Ce rite nous semble signifier la « morale » de l'Alliance, qui est avant tout une réponse du peuple à la promesse gratuite de Dieu, une parole qui, du fait d'avoir été prononcée en premier, suscite et fonde la promesse du peuple. Oui, la promesse de fidélité que fait Israël aux paroles de Dieu est une reconnaissance de ce que Dieu a fait en premier. La parole de Dieu demeure donc le fondement de l'Alliance, et c'est bien pour manifester cela qu'un « livre de l'Alliance » a été écrit : Moïse écrit les paroles de Dieu dans un livre pour les inscrire dans la mémoire d'Israël.

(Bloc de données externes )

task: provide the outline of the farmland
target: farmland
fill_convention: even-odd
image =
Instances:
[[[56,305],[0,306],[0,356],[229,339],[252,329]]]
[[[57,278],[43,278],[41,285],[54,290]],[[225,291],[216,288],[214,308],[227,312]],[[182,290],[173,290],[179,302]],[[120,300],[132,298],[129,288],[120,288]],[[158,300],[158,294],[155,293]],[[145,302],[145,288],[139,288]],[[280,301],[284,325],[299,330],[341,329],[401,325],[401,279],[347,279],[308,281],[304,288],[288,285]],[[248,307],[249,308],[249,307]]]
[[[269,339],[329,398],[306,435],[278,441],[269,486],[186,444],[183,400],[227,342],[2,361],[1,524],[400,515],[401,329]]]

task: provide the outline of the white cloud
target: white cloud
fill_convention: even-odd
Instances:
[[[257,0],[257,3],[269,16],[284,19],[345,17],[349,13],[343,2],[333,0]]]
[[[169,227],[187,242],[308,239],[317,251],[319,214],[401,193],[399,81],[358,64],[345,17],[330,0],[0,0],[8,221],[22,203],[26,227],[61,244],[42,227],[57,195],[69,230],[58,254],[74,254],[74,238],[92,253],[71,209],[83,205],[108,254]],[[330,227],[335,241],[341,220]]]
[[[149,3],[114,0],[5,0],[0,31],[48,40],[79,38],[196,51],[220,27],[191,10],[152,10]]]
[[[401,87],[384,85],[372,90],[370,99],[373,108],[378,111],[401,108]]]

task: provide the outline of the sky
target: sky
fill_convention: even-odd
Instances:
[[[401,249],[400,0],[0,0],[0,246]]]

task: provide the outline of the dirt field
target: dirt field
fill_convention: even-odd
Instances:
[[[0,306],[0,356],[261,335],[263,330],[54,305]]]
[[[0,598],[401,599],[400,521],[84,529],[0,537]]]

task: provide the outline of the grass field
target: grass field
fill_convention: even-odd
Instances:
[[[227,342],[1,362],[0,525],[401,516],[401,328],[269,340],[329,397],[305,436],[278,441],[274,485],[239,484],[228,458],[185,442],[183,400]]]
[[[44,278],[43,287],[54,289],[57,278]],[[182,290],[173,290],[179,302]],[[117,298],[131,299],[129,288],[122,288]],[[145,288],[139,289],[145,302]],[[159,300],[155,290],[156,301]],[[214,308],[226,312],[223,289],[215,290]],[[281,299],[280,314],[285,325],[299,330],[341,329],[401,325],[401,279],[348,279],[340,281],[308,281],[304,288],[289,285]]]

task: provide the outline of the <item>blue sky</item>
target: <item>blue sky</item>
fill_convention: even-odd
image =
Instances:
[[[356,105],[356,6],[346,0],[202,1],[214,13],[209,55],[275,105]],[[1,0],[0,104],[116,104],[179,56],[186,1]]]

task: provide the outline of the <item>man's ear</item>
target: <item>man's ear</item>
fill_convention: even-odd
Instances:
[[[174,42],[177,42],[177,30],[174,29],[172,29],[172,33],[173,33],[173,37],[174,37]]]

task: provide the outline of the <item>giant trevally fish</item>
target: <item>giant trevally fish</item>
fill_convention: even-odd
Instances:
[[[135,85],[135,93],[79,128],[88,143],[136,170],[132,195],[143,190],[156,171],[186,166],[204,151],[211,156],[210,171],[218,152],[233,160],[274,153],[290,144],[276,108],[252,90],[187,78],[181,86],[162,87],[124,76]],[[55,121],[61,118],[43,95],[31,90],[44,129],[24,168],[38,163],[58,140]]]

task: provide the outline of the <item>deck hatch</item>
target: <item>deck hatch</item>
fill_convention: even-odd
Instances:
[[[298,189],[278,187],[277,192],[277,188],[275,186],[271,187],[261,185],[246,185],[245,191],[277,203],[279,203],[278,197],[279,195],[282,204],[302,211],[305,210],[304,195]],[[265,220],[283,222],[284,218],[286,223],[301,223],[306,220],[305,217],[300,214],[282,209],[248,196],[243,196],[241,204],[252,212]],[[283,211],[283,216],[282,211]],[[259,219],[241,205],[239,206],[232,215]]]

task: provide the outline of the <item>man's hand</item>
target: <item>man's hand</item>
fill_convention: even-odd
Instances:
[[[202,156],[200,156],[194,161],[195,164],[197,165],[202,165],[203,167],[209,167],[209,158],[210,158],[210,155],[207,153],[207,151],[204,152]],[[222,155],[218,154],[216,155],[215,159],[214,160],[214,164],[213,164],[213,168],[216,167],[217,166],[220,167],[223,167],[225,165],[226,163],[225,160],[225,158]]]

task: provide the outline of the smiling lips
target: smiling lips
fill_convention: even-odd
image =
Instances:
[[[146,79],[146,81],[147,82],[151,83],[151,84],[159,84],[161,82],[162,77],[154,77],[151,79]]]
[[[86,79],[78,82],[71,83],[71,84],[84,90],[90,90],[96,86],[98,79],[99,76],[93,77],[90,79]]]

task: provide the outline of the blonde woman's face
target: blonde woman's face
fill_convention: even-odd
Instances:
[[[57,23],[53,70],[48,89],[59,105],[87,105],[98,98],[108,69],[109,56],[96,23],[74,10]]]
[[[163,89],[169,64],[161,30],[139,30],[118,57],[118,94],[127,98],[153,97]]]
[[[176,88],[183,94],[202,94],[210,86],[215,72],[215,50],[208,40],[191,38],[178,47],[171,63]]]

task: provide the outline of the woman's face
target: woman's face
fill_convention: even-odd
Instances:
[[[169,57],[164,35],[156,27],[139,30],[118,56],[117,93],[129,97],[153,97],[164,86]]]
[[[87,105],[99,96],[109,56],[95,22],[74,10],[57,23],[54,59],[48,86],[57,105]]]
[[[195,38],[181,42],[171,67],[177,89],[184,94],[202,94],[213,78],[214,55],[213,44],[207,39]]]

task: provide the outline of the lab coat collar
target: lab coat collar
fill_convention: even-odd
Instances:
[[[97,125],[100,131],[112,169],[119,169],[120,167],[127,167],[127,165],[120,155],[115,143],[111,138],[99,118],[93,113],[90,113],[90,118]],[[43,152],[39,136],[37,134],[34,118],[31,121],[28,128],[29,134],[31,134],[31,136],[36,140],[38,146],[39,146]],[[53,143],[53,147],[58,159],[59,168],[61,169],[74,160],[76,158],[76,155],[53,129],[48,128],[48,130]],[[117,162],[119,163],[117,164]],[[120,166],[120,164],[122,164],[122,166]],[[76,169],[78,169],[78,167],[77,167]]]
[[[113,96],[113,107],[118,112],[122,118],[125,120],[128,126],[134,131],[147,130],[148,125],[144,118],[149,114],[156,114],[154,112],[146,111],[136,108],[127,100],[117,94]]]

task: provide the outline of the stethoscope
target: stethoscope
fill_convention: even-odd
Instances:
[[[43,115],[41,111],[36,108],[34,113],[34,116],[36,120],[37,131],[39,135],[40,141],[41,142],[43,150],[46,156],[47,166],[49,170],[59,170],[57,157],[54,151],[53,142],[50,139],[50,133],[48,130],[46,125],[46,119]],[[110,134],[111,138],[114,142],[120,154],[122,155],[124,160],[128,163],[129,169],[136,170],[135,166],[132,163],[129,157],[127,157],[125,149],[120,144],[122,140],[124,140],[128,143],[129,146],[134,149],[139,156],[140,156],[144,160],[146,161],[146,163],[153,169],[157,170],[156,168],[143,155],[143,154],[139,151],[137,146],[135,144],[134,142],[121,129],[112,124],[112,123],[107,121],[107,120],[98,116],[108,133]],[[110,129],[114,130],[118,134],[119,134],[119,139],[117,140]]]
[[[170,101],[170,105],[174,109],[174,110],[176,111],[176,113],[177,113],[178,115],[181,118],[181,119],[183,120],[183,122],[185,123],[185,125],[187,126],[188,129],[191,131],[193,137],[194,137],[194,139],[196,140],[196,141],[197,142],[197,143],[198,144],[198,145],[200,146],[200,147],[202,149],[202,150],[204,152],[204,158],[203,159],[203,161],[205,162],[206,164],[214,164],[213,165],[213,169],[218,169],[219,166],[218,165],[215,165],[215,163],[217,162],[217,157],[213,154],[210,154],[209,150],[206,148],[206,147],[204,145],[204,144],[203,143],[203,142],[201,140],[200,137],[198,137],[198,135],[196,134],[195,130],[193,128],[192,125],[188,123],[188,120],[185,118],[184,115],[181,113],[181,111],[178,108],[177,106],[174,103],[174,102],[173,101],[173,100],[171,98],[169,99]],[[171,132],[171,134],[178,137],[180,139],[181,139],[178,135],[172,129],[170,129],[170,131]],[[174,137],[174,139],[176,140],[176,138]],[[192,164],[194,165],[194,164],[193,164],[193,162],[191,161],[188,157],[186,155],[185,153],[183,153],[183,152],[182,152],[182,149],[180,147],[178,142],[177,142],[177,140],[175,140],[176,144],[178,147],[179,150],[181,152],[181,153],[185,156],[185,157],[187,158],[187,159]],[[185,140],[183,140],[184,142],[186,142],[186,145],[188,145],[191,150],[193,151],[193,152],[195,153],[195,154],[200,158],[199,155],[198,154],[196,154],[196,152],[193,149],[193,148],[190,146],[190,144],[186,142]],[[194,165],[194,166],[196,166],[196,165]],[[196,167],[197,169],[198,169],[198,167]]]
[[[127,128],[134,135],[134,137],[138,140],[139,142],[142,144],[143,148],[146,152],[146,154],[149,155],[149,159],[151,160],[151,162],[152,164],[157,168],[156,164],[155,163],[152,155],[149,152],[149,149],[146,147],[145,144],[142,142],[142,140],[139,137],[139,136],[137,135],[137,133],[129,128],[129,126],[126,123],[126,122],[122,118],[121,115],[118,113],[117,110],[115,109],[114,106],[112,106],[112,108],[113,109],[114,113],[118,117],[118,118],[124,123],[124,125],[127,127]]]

Les « promesses baptismales »


L'itinéraire de l'initiation chrétienne avec le triple signe de l'unique sacrement de la foi — c'est-à-dire les sacrements du baptême, de la confirmation et de l'eucharistie — représente le rite de la Nouvelle Alliance scellée par la Pâque du Christ. En effet, dans les rites de l'initiation chrétienne comme dans le rite de l'Alliance décrit dans le livre de L’Exode, c'est la Parole de Dieu qui retentit, l'échange des promesses entre Dieu et le catéchumène, ce sont les gestes sacramentaux qui manifestent et réalisent ce qui est dit et fait.
Dans le rite du baptême, il est un moment, juste avant l'immersion, où le ministre de l'Eglise pose des questions à celui qui doit recevoir le baptême. Des questions que, d'habitude, on appelle « promesses baptismales » — appellation qui, on l'a déjà dit, ne se trouve pas dans le livre liturgique. En réalité, le dialogue, fait de demandes et de réponses entre le ministre et le catéchumène, se compose de deux parties : le renoncement à Satan et la profession de foi comme adhésion au Dieu de Jésus Christ.
Le triple renoncement d'abord :

« Renoncez-vous à Satan ? J'y renonce.
Renoncez-vous à toutes ses oeuvres ? J'y renonce.
Renoncez-vous à toutes ses séductions ? J'y renonce. »

Suit la triple profession de foi :
 

« Croyez-vous en Dieu, Père tout-puissant, créateur du ciel et de la terre ? Je crois.
Croyez-vous en Jésus Christ, son Fils unique, notre Seigneur, qui est né de la Vierge Marie, a souffert la passion, a été enseveli, est ressuscité d'entre les morts, et qui est assis à la droit du Père ? Je crois.
Croyez-vous en l'Esprit Saint, à la sainte Eglise catholique, à la communion des saints, au pardon de péchés, à la résurrection de la chair, et à la vie éternelle ? Je crois. »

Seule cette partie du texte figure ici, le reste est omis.